The day everything started to fall apart

With each passing day, these events seem more distant, but the coming to power of Pedro Sánchez through a motion of censure, accompanied by a cheating sausage, was the culmination of a series of circumstances, of coincidences and blunders, which ultimately led to the current political situation the country is going through.

“El Pacto del Anexo” (SND Editores, 383 pages) is a fictionalized account of these decisive days for Spain. Its author, the engineer José Luis Heras Celemín, originally from Zamora, knows the corridors and underground spaces of the Congress of Deputies well. It is not in vain that he works as an experienced parliamentary chronicler, without deviating from his keen observation of Spanish political life, a vision that we find in works such as “El Caso Naseiro y algo más”, “El Caso Bankia y algo más” and “El Socialismo Superado”, some of his most striking stories.

The vast majority of Spaniards who experienced these days live or through the television news still ask themselves questions such as: Why did Mariano leave? Why didn't President Rajoy resign two minutes before the vote and leave the government in the hands of his party? Why did he spend the afternoon taking “hits” and not return to Congress? Why was Soraya Sáenz de Santamaría, the vice-president, not president of the Spanish government?

The Annex Pact, José Luis Heras Celemín

The book is a compilation of the most relevant facts according to the author. For him it was decisive to discover the secret celebration of a meal in the small restaurant of the Congress of Deputies, the one that crosses the passage under the Carrera de San Jerónimo. The guests, MPs from different groups, were seated at the table and appeared to have been carefully chosen. The meal coincided with a meeting between the president of the Generalitat of Catalonia and President Rajoy, after which Artur Mas summoned the national press to the premises of Blanquerna in Madrid, which also depends on the Catalan government.

“In the novel, there are facts which show real powers, hidden or not”, says José Luis Heras, for whom “in Spanish political life, these powers of all kinds influence as much as they can, although the motivations are not always known”. This is what (good) journalists always try to unravel, even if, as one of the characters in the novel admits, “when we journalists go there, there are those who have already been there twice , some are even further ahead than us.”

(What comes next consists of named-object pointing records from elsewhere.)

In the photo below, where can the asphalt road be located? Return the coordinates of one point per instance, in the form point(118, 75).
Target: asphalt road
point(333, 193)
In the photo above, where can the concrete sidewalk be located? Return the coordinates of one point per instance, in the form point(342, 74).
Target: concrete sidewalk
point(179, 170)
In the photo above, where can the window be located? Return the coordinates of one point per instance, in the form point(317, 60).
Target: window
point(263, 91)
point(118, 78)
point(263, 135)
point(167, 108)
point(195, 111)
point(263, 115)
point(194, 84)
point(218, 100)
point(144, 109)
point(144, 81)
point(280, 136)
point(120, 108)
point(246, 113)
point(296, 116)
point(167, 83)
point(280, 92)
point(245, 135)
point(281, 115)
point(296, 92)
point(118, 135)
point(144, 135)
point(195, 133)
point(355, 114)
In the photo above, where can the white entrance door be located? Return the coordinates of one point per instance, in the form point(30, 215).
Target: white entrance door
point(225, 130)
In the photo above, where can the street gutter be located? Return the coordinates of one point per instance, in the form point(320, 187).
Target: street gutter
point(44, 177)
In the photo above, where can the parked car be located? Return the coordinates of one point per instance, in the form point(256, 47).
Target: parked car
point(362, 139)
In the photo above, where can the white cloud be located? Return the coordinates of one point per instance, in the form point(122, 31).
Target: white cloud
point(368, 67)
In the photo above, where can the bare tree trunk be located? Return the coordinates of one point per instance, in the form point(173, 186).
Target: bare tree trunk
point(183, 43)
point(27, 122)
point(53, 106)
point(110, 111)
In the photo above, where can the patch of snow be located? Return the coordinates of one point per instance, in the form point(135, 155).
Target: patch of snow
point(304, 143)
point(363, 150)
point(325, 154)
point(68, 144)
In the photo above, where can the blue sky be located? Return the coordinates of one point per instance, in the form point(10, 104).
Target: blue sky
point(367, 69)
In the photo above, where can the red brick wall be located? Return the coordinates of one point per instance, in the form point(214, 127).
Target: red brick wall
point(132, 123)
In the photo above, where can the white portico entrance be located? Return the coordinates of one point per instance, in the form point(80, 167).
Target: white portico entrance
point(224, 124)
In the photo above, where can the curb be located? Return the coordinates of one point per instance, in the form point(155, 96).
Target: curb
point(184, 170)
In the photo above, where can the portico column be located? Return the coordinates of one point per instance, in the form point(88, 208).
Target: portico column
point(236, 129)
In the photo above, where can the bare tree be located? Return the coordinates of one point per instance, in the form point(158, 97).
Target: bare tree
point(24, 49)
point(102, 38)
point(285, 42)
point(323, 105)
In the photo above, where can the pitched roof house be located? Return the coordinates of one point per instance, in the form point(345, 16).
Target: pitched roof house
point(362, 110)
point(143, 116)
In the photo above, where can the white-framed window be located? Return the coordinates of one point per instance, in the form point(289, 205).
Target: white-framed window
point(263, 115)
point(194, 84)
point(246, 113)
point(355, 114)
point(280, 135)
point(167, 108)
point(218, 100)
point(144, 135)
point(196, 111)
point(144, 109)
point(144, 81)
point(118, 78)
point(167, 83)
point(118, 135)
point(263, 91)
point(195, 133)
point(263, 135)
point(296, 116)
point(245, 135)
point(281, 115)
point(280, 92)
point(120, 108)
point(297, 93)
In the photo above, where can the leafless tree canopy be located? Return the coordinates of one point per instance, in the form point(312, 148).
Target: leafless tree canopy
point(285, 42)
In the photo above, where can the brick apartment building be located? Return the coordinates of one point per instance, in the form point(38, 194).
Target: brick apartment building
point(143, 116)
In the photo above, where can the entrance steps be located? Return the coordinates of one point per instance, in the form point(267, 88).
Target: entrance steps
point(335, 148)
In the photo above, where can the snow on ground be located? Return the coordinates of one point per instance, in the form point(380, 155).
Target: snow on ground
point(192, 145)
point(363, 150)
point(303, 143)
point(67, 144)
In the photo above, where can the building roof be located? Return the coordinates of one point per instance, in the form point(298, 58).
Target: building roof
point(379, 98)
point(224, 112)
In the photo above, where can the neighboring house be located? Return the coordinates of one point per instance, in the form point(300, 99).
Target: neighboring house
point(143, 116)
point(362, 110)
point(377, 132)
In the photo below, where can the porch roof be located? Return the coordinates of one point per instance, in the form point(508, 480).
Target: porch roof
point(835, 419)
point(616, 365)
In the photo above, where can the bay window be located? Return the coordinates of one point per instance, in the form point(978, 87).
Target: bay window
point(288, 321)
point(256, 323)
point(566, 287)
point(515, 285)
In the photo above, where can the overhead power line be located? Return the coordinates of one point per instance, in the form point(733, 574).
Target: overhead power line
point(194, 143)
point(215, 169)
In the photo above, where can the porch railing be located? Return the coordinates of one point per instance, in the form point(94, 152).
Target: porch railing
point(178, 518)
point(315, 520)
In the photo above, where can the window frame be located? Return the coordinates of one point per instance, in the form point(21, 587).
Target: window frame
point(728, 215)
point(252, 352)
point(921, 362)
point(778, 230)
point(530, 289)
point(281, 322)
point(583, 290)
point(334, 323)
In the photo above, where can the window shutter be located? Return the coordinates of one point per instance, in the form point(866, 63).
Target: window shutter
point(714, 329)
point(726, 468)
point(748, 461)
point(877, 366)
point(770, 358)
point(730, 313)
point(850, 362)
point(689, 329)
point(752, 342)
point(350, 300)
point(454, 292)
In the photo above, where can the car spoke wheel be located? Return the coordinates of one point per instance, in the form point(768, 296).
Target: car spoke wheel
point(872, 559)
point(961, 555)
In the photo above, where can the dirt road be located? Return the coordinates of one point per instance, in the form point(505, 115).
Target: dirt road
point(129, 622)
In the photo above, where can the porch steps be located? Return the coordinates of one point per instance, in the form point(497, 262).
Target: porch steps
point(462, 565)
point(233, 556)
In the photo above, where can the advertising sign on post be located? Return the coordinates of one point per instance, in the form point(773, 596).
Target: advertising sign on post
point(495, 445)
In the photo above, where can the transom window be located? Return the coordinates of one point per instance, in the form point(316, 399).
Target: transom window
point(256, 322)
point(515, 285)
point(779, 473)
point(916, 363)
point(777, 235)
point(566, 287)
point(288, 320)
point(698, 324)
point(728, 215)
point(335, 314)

The Annex Pact, José Luis Herás Celemín

The author scrutinizes the veracity of clichés deeply rooted in public opinion, such as Rajoy's supposed laziness or his alleged disdain for the search for information. And, after having collected and compared dozens of testimonies, he puts into the mouth of another character that “Don Mariano is very intelligent, much more than all those of Genova [siège du Partido Popular] and government. There are those who think he is lazy and those who believe he only knows what he is told. He knows what it’s about, so much so that if he doesn’t direct everything down to the smallest detail, he’s the one who cuts and distributes the cod.”

Former student of Colegio Mayor Luis Vives, José Luis Heras chose this place to present his novel, in conversation with a historical figure of Televisión Española, José Hervás. The latter underlines the portrait of Rajoy's character with additional information not to be missed, such as the revelation of a lunch with three of them, including President Rajoy, during which one of them asked the leader of the Spanish government “the need to do something, to prepare a strategy to address the Catalan question”. According to his account, the response left him petrified: “Let these politicians [catalans] drown all alone.”

The Annex Pact, José Luis Heras Celemín
The Annex Pact, José Luis Heras Celemín

At a time when the political class is incontestably discredited, the author proves it right after having learned to know and analyze it at length. “We are in a democracy,” he said, “where politicians are not extraordinary people, or even the best. Everyone does what they can, know and want to do. They are human, with virtues and faults, the latter being mainly revealed by the media. Their loves, their horns, their desires and their desires for power or revenge are no different from the society in which they live or the social status of each of them.

A novel in which, as he himself admits, he preferred not to include the pages of what would have been his own conclusion, so that it is the reader who, in view of everything that has been told, decides the ending.